企業風土

働き方にフィットする社内制度のつくり方

投稿日:2013年7月4日 / by

多くの制度がもたらすメリットとは

サイブリッジ入口

株式会社サイブリッジ
地位は人をつくるという。では、制度は社員を育てるのか…。社員の平均年齢が若い(株)サイブリッジには、ユニークな制度が数多く導入されている。直接的に新人教育につながるものもあれば、間接的にビジネスマンとしてのセンスを磨くものなど、とにかくバラエティに富んでいる。

多くの制度が存在する理由とは

メンター制度、リブートタイム制度、サンクスカード制度、サイブリッジマーケット、…同社には大小含め、様々な制度がある。

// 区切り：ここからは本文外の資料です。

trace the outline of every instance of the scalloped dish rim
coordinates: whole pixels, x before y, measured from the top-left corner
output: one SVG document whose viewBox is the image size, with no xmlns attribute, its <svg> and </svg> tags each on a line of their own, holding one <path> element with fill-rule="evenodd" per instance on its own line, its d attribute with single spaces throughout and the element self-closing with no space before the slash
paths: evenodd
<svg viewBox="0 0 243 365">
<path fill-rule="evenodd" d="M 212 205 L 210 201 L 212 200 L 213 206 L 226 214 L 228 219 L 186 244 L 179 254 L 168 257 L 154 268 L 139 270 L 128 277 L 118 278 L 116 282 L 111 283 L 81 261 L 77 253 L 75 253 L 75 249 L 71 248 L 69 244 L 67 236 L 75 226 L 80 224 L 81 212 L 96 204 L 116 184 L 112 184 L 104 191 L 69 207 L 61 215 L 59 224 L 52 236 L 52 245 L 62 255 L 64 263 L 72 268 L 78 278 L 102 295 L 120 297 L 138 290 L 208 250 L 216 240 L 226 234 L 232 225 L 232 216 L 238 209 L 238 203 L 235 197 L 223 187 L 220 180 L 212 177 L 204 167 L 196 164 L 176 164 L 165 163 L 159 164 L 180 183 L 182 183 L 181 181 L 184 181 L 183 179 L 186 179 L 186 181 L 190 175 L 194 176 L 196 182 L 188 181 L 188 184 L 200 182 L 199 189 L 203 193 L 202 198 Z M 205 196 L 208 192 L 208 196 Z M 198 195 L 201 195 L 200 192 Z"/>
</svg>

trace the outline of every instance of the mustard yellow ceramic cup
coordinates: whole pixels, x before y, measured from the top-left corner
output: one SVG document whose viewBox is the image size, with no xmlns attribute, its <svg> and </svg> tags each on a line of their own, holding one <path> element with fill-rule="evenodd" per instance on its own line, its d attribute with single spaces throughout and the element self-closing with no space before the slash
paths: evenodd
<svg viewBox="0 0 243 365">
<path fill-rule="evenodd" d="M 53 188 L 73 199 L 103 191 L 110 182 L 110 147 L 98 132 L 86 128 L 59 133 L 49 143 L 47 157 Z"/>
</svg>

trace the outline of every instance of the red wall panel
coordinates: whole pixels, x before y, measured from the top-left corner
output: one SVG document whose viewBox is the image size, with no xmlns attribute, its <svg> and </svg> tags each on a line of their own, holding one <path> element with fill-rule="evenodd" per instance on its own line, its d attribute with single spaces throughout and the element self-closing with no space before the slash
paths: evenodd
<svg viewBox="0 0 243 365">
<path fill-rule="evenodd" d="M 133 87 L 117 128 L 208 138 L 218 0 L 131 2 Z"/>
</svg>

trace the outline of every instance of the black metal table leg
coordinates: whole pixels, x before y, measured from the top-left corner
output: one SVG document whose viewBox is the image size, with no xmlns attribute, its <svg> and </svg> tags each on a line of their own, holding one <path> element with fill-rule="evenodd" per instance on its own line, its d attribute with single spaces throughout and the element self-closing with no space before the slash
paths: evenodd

運営側がうっかり忘れてしまうこともある、というほどのボリュームだ。もちろん、制度といっても、社員を縛るタイプのモノよりも、むしろ業務の効率化や社内の活性化、教育につながるものがほとんどだ。

主な制度

サイブリッジの主な制度

「弊社は、今年で10期目を迎えまして、代表の水口がちょうど30歳なのですが、社員の平均年令も同じぐらい。まだまだ若い会社だと思います。そういったいい意味でのサークルのノリ的な部分で発想が出やすい風土があるかもしれません。代表自身が、制度の提案を推奨していることも大きいですし、意見が通りやすいという点も制度が増えていく要因だと思います」と同社コーポレートソリューショングループの伊藤水緒氏は説明する。

制度にさりげなく練り込まれる意味

一見すると、ユニークな制度にみえるものでも、実は意外に深い意味があったりする。例えば、福利厚生飲料。社内に設置された冷蔵庫に飲料が補充されているというものだが、担当は商品を安く仕入れ、利益を出すことが求められる。社内委員会は、社内の役割を明確にするための制度で、社員それぞれが所属する。リブートタイム制度は、ウェブデザインや開発に関わる社員が1日15分、食事休憩とは別に15分、リフレッシュ休憩をとる制度だ。サンクスカード制度は、週ごとに誰かにしてもらった「ありがとう」の気持ちを星型のポストイットに書いて、顔社員が並ぶウォールポケットに張り、感謝を伝える制度。

buy-drink

上記各制度を解説すれば、福利厚生飲料では商品売買の感覚を学び、社内委員会では薄れがちな社内での役割やコミュニケーションの促進を図る。リブートタイムは、セルフコントロールをしっかり行うことで生産性向上を実現する。サンクスカード制度は言うまでもないだろう。先輩や担当によるきめの細かい教育がなくても、しっかりと社会人としての成長が促される狙いが各制度にさりげなく盛り込まれている。もちろん、先輩が新人を教育するメンター制度も存在し、人を介した教育もしっかりと行われている。

制度によって省ける無駄

立ち会議室

立ち会議室のタイムリミットは30分

社内における無駄を軽減するための制度や仕組みもいくつか存在する。分かりやすい例でいえば、立ち会議室スペース。文字通り、立って会議をするスペースで無駄に長くなりがちな会議を物理的に短くすることに貢献している。ご丁寧にも専用テーブルには「30分以内」と大きく書かれているので、一層効果的なのかもしれない。社内通貨制度cbri(シブリ)は、昼食時などの同僚とのちょっとした金銭の貸し借りの場面で使われ、1円=1シブリとして流通する。社内wikiは、まさにウィキペディアばりに社内のあらゆるノウハウが、検索できるデータベースで、交通費の請求の仕方や申請書類の書き方など、人を介すと大きな時間ロスを生みかねない情報共有を効率的に実現するツールとして重用されている。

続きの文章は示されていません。